In the 1980s, high-yield bonds financed unproven businesses and were issued for speculation. This was a classic example of confusing statistics with facts since the new bonds were much different than the ones studied.
Now, high-yield bonds are issued by highly leveraged companies like Dish Network (DISH) and troubled Ally Financial (ALFI), which was recently the only large firm to fail the Federal Reserve's stress test. The asset class includes both turnarounds and startups and defies an easy description.
Given the variety of high-yield bonds available, it might not be surprising to see that they trend with the stock market sometimes and act more like bonds at other times. The chart below shows iShares iBoxx $ High Yield Corporate Bond (HYG) with SPDR S&P 500 (SPY) on the left and with iShares Barclays 20+ Year Treasury Bond (TLT) on the right.
HYG (the black line in both charts) showed a strong correlation with SPY until early 2011. Since then, stocks have moved higher as HYG moved sideways. While not acting like stocks, HYG is also not acting like a bond investment right now.
It is also important to note that in the bear market that bottomed in 2009, TLT rose while HYG declined. Since 2011, HYG has been forming a large base while both stocks and bonds have seen significant uptrends.
Rather than relying on outdated thinking to understand high-yield bonds, the mistake made in the 1980s, we should consider why investors turned to the investment in recent years. For the most part, instead of thinking of them as stocks or bonds, investors probably view high-yield bonds as a source of income with HYG yielding more than 6.5%.
Most investors realize there is a degree of risk associated with this income and that could explain the topping pattern seen in the chart. Even though HYG is near a 52-week high, relative strength (RS) has completely broken down and indicates HYG is a sell.
Momentum of Comparative Strength (MoCS), the indicator shown just below the prices on the chart, has turned negative. MoCS converts RS to a Moving Average Convergence/Divergence (MACD) style indicator with clear buy and sell signals. RS is near 0, the lowest possible value, and has been declining for the past three months.
The 26-week rate of change (ROC) has also been trending lower for months and is in bear market territory as it pushes against its lower Bollinger Band. Testing on other high-yield investments shows that selling short when ROC crosses the lower Band would be profitable. Because HYG has only been trading since 2007, there is only one previous signal, which was a winner, for that ETF.

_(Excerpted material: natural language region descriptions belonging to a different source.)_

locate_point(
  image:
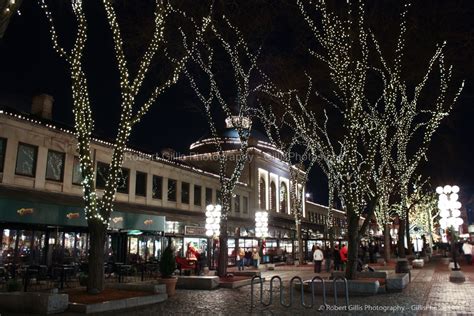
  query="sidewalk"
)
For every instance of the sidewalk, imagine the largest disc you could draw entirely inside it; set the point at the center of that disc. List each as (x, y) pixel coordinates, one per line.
(429, 293)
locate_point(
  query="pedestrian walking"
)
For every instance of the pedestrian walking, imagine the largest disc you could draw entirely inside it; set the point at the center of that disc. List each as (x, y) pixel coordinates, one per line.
(343, 253)
(467, 249)
(240, 254)
(336, 258)
(255, 258)
(327, 258)
(318, 257)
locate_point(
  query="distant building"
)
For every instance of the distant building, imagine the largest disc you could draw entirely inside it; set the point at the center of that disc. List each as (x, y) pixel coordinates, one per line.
(41, 204)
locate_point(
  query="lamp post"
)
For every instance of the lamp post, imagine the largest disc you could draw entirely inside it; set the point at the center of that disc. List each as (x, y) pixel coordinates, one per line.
(261, 224)
(261, 227)
(213, 225)
(449, 212)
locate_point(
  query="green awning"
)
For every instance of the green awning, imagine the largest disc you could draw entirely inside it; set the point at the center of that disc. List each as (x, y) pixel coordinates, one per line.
(29, 212)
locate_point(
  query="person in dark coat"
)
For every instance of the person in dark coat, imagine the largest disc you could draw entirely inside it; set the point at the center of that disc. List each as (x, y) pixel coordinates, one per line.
(337, 259)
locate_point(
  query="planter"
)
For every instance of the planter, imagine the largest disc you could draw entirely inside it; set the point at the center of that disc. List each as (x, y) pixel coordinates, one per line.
(170, 285)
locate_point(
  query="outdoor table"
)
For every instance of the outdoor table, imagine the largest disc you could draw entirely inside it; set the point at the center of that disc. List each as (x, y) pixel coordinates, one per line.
(121, 269)
(28, 271)
(63, 269)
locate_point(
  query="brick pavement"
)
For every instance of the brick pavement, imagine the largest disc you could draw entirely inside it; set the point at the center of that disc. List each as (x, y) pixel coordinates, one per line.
(429, 293)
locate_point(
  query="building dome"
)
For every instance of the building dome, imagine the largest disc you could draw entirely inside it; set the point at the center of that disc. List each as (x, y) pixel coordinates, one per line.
(229, 139)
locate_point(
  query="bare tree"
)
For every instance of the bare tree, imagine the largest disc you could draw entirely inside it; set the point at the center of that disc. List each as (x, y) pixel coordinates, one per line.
(99, 204)
(350, 153)
(373, 148)
(292, 150)
(215, 43)
(409, 121)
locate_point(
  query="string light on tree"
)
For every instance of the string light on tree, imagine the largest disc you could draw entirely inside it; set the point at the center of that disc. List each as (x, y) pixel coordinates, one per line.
(213, 219)
(261, 224)
(98, 207)
(449, 207)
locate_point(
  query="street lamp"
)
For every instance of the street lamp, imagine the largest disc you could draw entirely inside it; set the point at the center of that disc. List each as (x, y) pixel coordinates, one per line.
(213, 220)
(213, 226)
(449, 206)
(261, 224)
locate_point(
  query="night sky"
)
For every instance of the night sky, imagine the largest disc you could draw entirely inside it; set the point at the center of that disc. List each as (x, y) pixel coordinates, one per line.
(29, 66)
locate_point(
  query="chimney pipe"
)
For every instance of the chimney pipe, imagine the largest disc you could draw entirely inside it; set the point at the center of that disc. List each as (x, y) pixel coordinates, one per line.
(42, 105)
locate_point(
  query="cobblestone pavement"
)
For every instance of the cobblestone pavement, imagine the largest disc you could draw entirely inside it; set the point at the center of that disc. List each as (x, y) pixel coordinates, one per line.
(429, 293)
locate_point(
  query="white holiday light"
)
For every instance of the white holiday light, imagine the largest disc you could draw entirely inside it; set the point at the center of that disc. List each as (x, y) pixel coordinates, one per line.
(261, 224)
(449, 207)
(213, 219)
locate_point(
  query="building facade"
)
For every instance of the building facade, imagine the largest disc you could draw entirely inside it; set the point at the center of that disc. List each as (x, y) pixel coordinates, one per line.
(41, 207)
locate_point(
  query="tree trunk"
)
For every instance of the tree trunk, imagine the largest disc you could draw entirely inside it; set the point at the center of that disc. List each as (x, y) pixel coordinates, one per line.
(222, 259)
(353, 240)
(401, 238)
(299, 237)
(407, 234)
(386, 234)
(97, 237)
(331, 237)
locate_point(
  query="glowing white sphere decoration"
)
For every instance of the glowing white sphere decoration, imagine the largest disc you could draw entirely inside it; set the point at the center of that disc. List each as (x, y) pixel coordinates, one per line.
(447, 189)
(213, 219)
(449, 207)
(261, 224)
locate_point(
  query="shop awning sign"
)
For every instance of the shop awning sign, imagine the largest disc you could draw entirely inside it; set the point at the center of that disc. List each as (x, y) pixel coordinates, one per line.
(195, 230)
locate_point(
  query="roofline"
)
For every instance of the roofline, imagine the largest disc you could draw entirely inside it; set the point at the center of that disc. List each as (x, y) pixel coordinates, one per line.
(324, 206)
(97, 141)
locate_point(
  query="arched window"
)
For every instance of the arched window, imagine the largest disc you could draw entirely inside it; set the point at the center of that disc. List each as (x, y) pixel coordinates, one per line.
(273, 197)
(262, 193)
(283, 198)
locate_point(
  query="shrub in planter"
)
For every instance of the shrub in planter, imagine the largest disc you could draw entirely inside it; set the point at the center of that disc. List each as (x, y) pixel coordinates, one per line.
(83, 279)
(167, 268)
(167, 262)
(13, 285)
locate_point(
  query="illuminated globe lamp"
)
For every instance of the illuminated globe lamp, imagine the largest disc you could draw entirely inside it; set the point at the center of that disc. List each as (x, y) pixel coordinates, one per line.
(213, 220)
(261, 224)
(449, 206)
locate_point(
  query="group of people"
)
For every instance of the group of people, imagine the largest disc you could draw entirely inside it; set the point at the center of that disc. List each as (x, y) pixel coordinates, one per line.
(242, 257)
(338, 256)
(467, 250)
(195, 257)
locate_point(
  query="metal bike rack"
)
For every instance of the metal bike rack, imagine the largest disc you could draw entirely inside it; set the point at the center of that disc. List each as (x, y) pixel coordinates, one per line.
(314, 280)
(346, 290)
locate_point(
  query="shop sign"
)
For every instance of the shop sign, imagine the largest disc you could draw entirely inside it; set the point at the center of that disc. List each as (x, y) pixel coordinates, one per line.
(470, 229)
(195, 230)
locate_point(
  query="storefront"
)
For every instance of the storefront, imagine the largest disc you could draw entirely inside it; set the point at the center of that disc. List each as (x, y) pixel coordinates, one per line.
(43, 233)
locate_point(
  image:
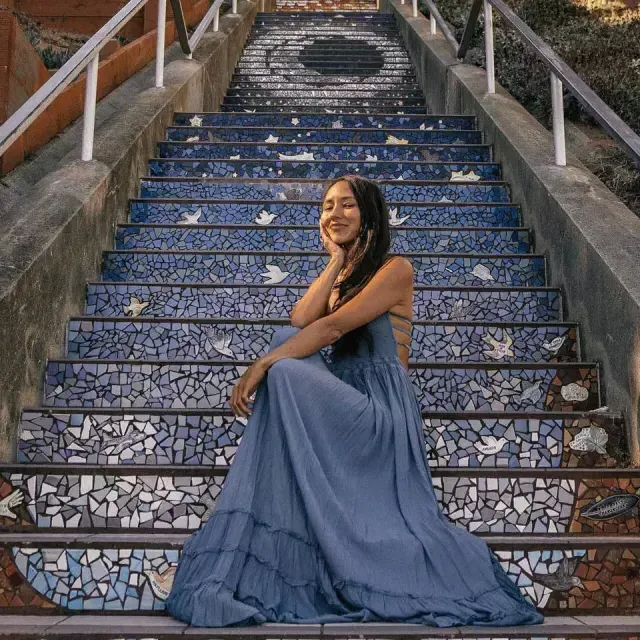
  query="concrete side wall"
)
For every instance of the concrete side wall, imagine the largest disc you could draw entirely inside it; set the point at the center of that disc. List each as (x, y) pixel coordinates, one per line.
(592, 241)
(64, 211)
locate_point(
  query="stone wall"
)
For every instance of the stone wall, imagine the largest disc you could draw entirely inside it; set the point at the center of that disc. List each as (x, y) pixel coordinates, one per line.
(592, 241)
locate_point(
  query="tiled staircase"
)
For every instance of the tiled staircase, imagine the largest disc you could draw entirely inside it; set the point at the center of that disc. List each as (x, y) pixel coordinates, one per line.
(134, 437)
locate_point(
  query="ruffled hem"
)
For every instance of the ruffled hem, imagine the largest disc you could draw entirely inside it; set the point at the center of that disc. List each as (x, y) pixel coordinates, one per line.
(218, 587)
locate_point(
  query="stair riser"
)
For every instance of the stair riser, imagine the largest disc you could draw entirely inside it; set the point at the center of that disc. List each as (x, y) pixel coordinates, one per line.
(203, 341)
(121, 574)
(235, 213)
(327, 152)
(93, 438)
(208, 386)
(446, 271)
(318, 169)
(179, 502)
(186, 238)
(335, 135)
(111, 299)
(306, 121)
(454, 192)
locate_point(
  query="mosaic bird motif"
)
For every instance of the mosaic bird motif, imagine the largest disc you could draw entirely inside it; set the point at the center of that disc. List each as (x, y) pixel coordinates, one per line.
(13, 500)
(394, 221)
(562, 579)
(395, 140)
(161, 583)
(482, 271)
(460, 176)
(574, 392)
(619, 503)
(590, 439)
(490, 444)
(555, 345)
(531, 392)
(264, 218)
(118, 445)
(190, 218)
(135, 307)
(274, 274)
(500, 348)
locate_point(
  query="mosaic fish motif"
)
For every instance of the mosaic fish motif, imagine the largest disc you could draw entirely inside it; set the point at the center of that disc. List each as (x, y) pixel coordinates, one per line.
(619, 504)
(562, 579)
(13, 500)
(590, 439)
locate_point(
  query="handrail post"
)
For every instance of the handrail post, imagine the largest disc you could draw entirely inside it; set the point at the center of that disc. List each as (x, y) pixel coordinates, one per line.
(557, 107)
(162, 25)
(90, 95)
(488, 45)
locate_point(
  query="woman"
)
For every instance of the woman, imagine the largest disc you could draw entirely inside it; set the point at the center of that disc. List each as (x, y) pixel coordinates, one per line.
(328, 513)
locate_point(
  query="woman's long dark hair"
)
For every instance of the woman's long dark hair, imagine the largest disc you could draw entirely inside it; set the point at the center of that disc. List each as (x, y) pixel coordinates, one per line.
(368, 254)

The weight of the evidence points to a probable decline in HYG. That could be a sign that investors are reducing their risk and a sell-off in stocks, also a risky asset, would be likely to follow.
Options prices confirm a bearish outlook for HYG, which is currently trading at about $94. Calls expiring in January 2014 with a strike price of $95 are trading for about $0.50. Puts with that expiration date and strike price are trading near $7.65. This shows traders believe that nine months from now, HYG is more likely to be below $87.35 than it is to be above $95. RS analysis agrees with them, and stock market investors need to be cautious if HYG is now thought of as a risk asset by investors.
Traders should considering selling HYG and other high-yield bond investments. Puts are too expensive to make a downside bet on HYG and shorting the ETF would be costly because of the dividend payments.